Why are polynomials defined to be "formal" (vs. functions)?
Solution 1:
Algebraists employ formal (vs. functional) polynomials because this yields the greatest generality. Once one proves an identity in a polynomial ring $\rm\ R[x,y,z]\ $ then it will remain true for all specializations of $\rm\,x,y,z\,$ in any ring where the coefficients can be interpreted (commutatively), i.e. any ring containing a central image of $\rm\,R,\,$ i.e. any $\rm\,R$-algebra. Thus we can prove once-and-for-all important identities such as the Binomial Theorem, Cramer's rule, Vieta's formula, etc. and later specialize the indeterminates as need be for applications in specific rings. This allows us to interpret such polynomial identities in the most universal ring-theoretic manner - in greatest generality.
For example, when we are solving recurrences over a finite field $\rm\,\mathbb F = \mathbb F_p\,$ it is helpful to employ "operator algebra", working with characteristic polynomials over $\rm\,\mathbb F,\,$ i.e. elements of the ring $\rm\,\mathbb F_p[S]\,$ where $\rm\,S\,$ is the shift operator $\rm\ S\ f(n)\, =\, f(n+1).\,$ These are not polynomial functions on $\rm\,\mathbb F_p,\,$ e.g. generally $\rm\ S^p \ne S\ $ since generally $\rm\ f(n+p) \ne f(n+1).\,$ But any polynomial identity of $\rm\,\mathbb F[x]\,$ specializes to this operator algebra by way of the evaluation map $\rm\,x\mapsto \,S,\,$ e.g. we can specialize universal polynomial factorization identities in order to factor the characteristic polynomial, e.g. difference of squares $\rm\ x^2\! - y^2 = (x\!-\!y)\ (x\!+\!y)\,$ $\,\Rightarrow\,$ $\rm\,S^2\!-\! c^2 = (S\!-\!c)\ (S\!+\! c)\ $ via $\rm\,x,y\mapsto S,c,\:$ and we can specialize cyclotomic polynomial factorizations, etc. This would not be possible if we instead employed the the much less general ring of polynomial functions over $\rm\,\mathbb F,\,$ since its specializations of $\rm\,x\,$ must satisfy $\rm\, x^p = x.\,$ Similarly we can factor differential operators (with constant coefficients, for commutativity)
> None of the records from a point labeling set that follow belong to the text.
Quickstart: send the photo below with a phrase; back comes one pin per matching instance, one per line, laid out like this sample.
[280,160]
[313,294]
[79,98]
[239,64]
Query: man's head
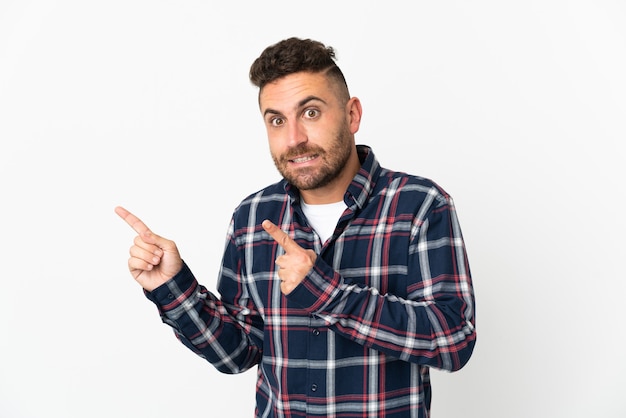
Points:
[309,116]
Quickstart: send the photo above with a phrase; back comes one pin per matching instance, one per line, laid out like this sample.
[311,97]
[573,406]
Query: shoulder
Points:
[412,186]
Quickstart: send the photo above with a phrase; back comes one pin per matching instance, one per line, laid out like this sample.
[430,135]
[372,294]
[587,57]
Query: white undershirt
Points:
[323,218]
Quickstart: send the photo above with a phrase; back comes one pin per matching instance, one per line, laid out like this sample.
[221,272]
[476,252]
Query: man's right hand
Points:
[153,259]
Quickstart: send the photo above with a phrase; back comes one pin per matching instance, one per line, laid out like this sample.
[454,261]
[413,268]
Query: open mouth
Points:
[300,160]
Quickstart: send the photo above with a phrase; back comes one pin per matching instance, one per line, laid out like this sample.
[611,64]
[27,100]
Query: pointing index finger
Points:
[132,220]
[280,237]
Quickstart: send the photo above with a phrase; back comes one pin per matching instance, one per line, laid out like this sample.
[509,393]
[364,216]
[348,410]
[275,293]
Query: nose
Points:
[296,134]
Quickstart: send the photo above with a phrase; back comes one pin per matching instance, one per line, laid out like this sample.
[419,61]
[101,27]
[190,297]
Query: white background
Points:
[516,108]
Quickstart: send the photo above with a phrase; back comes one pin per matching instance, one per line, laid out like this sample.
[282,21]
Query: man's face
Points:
[310,134]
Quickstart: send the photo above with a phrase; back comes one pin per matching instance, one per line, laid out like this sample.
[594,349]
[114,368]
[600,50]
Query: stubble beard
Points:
[335,159]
A simple yet striking example of the power of polynomial universality is this slick folklore proof of Sylvester's determinant identity. It employs "generic" matrices (i.e. having indeterminate entries) and exploits to the hilt the fact that the determinant has polynomial form. Hence to prove $\rm\ det\ (I+AB)=det\ (I+BA)\ $ the proof proceeds by simply cancelling $\rm\ det\ A\ $ from the $\rm\ det\ $ of $\rm\ (1+AB)A = A(1+B A).\, $ Because $\rm\,det\,A\,$ is a nonzero polynomial in the domain $\rm\,\mathbb Z[a_{\large\, ij},b_{\large\, ij}],\, $ it is cancellable. By cancelling it universally, i.e. as formal polynomial in a domain (vs. later as a number, possibly $0$, after evaluating the indeterminate matrix entries) we eliminate the "apparent singularity" when $\rm\ det\ A = 0.\,$ See also the discussion here.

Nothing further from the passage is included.